ECB President Christine Lagarde has questioned whether euro stablecoins carry financial-stability risks. She noted that EU rules already push at least 30% of issuer reserves into bank deposits. Cipollone stated that if stablecoin use increases in the future, banks will also lose retail deposits, placing deposit flight alongside the fees and transaction data that mobile platforms already siphon from lenders.
The digital euro would let a customer open a digital euro account at their bank and pay across the euro area in shops, online and person to person, with or without an internet connection. Holdings would carry no interest. Calibrated limits would cap wallet balances, giving users little reason to move large sums out of the banking system.
ECB analysis published last October found the project poses no risk to banks' liquidity or to financial stability. Cipollone has elsewhere called the digital euro a collective step for Europe built to prevent disintermediation. The ECB named 36 payment providers for a pilot launching in September 2027.
Private issuers are moving on the same terrain. A bank consortium named Qivalis grouping ING, UniCredit, BNP Paribas, CaixaBank and BBVA is readying a MiCA-compliant euro stablecoin backed one-to-one, with at least 40% of reserves in bank deposits.
The European Parliament backed its negotiating position last week with almost 70% of the vote.

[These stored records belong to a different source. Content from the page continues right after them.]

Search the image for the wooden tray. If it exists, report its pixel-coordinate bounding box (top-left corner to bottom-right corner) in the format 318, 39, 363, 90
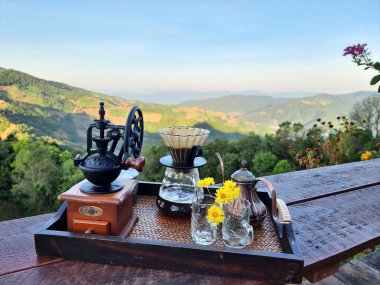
34, 182, 303, 283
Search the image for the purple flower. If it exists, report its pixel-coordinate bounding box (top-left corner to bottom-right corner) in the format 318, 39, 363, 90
343, 44, 367, 56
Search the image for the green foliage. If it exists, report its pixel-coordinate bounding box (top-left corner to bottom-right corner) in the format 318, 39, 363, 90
5, 138, 83, 216
0, 140, 14, 199
252, 152, 278, 176
12, 142, 61, 213
272, 159, 294, 174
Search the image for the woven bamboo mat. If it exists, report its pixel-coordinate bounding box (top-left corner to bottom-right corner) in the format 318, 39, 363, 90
129, 196, 283, 253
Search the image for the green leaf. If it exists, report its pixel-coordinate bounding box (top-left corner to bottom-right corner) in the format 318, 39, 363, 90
370, 74, 380, 85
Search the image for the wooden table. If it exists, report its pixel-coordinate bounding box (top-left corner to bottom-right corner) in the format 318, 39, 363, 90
0, 159, 380, 284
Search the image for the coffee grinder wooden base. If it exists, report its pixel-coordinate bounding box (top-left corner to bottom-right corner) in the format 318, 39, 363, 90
58, 180, 138, 236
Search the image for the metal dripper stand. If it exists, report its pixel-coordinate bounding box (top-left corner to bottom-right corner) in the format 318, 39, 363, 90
157, 127, 210, 216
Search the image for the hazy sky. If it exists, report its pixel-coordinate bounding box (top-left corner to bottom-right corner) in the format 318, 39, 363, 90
0, 0, 380, 93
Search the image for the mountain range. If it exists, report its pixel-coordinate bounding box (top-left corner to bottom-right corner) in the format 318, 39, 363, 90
0, 65, 376, 148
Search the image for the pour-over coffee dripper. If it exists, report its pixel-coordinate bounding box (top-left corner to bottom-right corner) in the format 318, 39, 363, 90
157, 127, 210, 215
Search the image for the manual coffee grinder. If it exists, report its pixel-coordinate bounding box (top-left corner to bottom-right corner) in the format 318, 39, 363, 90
157, 127, 210, 216
59, 102, 145, 236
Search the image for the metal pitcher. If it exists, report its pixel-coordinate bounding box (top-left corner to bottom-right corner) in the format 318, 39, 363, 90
231, 160, 267, 227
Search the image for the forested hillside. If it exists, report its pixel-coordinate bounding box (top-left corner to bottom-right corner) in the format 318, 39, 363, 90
0, 68, 254, 148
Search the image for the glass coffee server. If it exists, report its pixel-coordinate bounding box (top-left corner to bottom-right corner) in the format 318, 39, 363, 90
157, 127, 210, 216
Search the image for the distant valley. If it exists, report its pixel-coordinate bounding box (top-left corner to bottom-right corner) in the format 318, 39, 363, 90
0, 68, 375, 148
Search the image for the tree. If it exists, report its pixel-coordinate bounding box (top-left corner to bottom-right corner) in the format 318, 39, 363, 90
272, 159, 293, 174
11, 141, 62, 214
351, 94, 380, 138
0, 140, 14, 199
252, 152, 278, 176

Trilogue talks opened on Monday. A first issuance could follow in 2029 if legislation clears by year-end.
What did Piero Cipollone warn about stablecoins on Friday? European Central Bank Executive Board member Piero Cipollone warned on Friday that wider stablecoin use would drain retail deposits from commercial banks. Speaking at the annual meeting of Italy's Federation of Cooperative Credit Banks in Rome, he positioned the digital euro as the safeguard that keeps lenders anchored in a fast-changing payments market.
How does the MiCA framework affect stablecoin reserve requirements? The MiCA framework requires significant stablecoins to hold 60% of reserves in European bank deposits. After the transition period closed on July 1, Tether skipped MiCA authorization and saw USDT pulled from regulated EU exchange order books. EU rules already push at least 30% of issuer reserves into bank deposits.
When will the digital euro pilot launch? The ECB named 36 payment providers for a pilot launching in September 2027. The digital euro would let customers open accounts at their banks and pay across the euro area in shops, online and person to person, with holdings carrying no interest and calibrated limits capping wallet balances.